Grazing-incidence x-ray-scattering study of (001)-oriented high-quality epitaxial Co/Cr superlattices

Abstract

The structural properties of Co/Cr(001) superlattices grown by molecular-beam epitaxy have been studied by means of grazing-incidence x-ray-scattering techniques. From the in-plane diffraction pattern, we find that hcp-Co(11.0) is epitaxially grown on Cr(001) with the Co[00.1] axis parallel to Cr[110]. This epitaxial relation is equivalent to the Pitsch-Schrader orientational relationship. The Co layers exhibit a precursive structural phase transition from hcp to bcc with decreasing Co layer thickness ${\mathit{t}}_{\mathrm{Co}}$. First, the Co in-plane unit cell changes its shape from rectangular (hcp) to square (bcc), due to the epitaxial strain.

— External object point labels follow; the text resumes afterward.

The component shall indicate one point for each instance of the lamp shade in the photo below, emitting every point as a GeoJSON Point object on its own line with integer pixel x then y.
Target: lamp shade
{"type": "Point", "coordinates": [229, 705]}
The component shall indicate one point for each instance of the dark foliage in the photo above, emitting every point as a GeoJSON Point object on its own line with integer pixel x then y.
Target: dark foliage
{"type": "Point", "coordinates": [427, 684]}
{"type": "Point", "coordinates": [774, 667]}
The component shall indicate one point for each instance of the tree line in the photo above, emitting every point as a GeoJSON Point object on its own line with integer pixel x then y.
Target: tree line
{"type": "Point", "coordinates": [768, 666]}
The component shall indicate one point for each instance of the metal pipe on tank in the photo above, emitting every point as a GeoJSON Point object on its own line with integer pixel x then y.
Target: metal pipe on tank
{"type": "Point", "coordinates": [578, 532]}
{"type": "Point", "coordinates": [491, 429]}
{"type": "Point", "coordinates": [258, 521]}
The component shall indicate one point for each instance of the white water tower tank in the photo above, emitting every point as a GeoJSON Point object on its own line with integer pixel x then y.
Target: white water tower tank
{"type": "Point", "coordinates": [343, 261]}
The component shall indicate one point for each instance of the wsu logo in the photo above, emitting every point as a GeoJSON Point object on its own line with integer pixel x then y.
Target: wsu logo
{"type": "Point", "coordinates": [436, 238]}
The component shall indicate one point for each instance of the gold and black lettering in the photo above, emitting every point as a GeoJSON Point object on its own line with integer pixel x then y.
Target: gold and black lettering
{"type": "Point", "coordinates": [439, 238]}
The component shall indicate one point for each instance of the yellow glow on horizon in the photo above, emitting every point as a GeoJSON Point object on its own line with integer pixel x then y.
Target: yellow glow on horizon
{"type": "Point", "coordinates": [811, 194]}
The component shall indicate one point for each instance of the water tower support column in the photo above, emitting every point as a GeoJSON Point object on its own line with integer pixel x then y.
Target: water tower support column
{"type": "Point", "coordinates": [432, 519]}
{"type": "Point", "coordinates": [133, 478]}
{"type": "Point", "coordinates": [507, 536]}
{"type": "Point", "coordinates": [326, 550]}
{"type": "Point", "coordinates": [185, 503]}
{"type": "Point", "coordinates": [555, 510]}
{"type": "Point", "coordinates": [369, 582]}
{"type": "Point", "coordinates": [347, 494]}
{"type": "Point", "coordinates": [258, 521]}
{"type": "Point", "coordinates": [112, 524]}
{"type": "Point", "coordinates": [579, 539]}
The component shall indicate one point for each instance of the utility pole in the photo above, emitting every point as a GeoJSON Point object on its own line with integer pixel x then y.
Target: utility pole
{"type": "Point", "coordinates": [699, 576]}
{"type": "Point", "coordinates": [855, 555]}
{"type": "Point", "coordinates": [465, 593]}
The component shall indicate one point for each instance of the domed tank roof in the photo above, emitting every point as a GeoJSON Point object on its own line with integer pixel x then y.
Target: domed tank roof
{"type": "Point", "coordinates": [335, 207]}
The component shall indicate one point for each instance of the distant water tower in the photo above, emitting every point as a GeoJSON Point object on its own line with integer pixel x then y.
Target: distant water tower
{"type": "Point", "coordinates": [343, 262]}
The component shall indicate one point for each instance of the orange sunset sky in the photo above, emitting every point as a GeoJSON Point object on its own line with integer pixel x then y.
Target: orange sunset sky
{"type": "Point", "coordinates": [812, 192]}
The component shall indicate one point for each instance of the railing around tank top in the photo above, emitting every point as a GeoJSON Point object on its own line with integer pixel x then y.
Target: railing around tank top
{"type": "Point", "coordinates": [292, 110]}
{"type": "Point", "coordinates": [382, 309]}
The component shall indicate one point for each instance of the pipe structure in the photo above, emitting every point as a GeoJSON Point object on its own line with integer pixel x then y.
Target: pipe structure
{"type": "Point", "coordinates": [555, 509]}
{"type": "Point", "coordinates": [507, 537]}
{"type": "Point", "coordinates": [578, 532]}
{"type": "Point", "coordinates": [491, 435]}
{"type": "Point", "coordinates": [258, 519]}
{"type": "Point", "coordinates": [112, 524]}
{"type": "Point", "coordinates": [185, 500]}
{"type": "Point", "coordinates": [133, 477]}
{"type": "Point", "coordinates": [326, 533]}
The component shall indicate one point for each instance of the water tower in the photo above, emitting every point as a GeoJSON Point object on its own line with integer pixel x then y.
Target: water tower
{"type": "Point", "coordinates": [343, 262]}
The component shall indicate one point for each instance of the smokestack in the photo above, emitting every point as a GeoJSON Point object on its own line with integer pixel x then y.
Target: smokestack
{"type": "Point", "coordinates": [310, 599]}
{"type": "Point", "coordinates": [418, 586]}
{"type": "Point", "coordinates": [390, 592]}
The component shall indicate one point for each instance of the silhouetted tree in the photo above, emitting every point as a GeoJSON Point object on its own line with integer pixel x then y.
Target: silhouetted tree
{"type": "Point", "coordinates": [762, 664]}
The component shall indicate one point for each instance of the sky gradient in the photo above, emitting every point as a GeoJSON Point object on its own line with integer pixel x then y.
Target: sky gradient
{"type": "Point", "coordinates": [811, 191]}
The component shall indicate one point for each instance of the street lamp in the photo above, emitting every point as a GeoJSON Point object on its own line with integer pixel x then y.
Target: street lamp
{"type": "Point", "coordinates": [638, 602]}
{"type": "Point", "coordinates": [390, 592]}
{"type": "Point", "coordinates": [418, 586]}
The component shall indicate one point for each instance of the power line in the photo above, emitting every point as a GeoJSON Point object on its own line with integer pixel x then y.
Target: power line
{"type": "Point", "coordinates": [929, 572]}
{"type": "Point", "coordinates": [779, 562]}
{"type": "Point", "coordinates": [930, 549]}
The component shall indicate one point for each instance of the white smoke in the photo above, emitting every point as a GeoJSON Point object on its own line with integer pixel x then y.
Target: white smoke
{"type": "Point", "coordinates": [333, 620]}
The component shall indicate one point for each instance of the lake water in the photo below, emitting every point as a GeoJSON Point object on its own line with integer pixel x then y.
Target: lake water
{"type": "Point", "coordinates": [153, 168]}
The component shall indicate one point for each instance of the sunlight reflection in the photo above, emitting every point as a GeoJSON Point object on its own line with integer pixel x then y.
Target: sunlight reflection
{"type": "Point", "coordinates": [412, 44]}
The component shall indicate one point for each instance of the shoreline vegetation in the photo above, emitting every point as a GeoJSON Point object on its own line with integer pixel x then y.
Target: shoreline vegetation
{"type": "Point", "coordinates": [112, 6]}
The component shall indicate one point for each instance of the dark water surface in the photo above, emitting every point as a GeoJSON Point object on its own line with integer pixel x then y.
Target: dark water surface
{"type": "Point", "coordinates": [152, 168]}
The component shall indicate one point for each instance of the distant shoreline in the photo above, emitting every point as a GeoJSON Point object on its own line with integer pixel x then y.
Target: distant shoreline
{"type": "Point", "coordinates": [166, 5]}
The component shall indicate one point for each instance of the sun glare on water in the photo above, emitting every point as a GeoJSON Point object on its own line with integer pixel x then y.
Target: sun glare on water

Second, the intensity I of the hcp-Co{1¯1.1} spots shows a continuous decrease with decreasing ${\mathit{t}}_{\mathrm{Co}}$. The intensity I is proportional to the square of the displacement δ of the Co atoms from the bcc center sites, which is the order parameter for this structural transition. This intensity decrease therefore implies that the Co lattice continuously changes its symmetry from hcp to bcc. The experimentally determined ${\mathit{t}}_{\mathrm{Co}}$ dependence of δ is in good agreement with a model calculation describing the competition of the surface potential on Cr(001) and the bulk hcp potential of Co. Finally, we find that the observed anomalous out-of-plane expansion of the Co layers is a precursor of the structural transition. The non-Poisson-like behavior can be explained by a rigid-atom model which takes into account the atomic displacement during the structural transition.